Protein kinase C-alpha inhibits the repair of oxidative phosphorylation after S-(1,2-dichlorovinyl)-L-cysteine injury in renal cells.

Abstract

Previously, we showed that physiological functions of renal proximal tubular cells (RPTC) do not recover following S-(1,2-dichlorovinyl)-l-cysteine (DCVC)-induced injury. This study investigated the role of protein kinase C-alpha (PKC-alpha) in the lack of repair of mitochondrial function in DCVC-injured RPTC. After DCVC exposure, basal oxygen consumption (Qo(2)), uncoupled Qo(2), oligomycin-sensitive Qo(2), F(1)F(0)-ATPase activity, and ATP production decreased, respectively, to 59, 27, 27, 57, and 68% of controls. None of these functions recovered. Mitochondrial transmembrane potential decreased 53% after DCVC injury but recovered on day 4. PKC-alpha was activated 4.3- and 2.5-fold on days 2 and 4, respectively, of the recovery period. Inhibition of PKC-alpha activation (10 nM Go6976) did not block DCVC-induced decreases in mitochondrial functions but promoted the recovery of uncoupled Qo(2), oligomycin-sensitive Qo(2), F(1)F(0)-ATPase activity, and ATP production. Protein levels of the catalytic beta-subunit of F(1)F(0)-ATPase were not changed by DCVC or during the recovery period. Amino acid sequence analysis revealed that alpha-, beta-, and epsilon-subunits of F(1)F(0)-ATPase have PKC consensus motifs. Recombinant PKC-alpha phosphorylated the beta-subunit and decreased F(1)F(0)-ATPase activity in vitro. Serine but not threonine phosphorylation of the beta-subunit was increased during late recovery following DCVC injury, and inhibition of PKC-alpha activation decreased this phosphorylation.
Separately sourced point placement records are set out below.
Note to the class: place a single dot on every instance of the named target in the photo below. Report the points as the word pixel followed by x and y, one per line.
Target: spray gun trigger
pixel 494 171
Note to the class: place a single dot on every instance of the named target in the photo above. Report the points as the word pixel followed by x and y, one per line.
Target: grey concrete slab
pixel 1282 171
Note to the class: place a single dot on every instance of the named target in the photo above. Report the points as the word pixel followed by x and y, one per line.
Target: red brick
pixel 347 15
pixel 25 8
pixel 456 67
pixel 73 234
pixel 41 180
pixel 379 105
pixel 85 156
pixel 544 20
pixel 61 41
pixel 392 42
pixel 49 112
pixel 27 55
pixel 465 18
We conclude that during RPTC recovery following DCVC injury, 1). PKC-alpha activation decreases F(0)F(1)-ATPase activity, oxidative phosphorylation, and ATP production; 2). PKC-alpha phosphorylates the beta-subunit of F(1)F(0)-ATPase on serine residue; and 3). PKC-alpha does not mediate depolarization of RPTC mitochondria. This is the first report showing that PKC-alpha phosphorylates the catalytic subunit of F(1)F(0)-ATPase and that PKC-alpha plays an important role in regulating repair of mitochondrial function.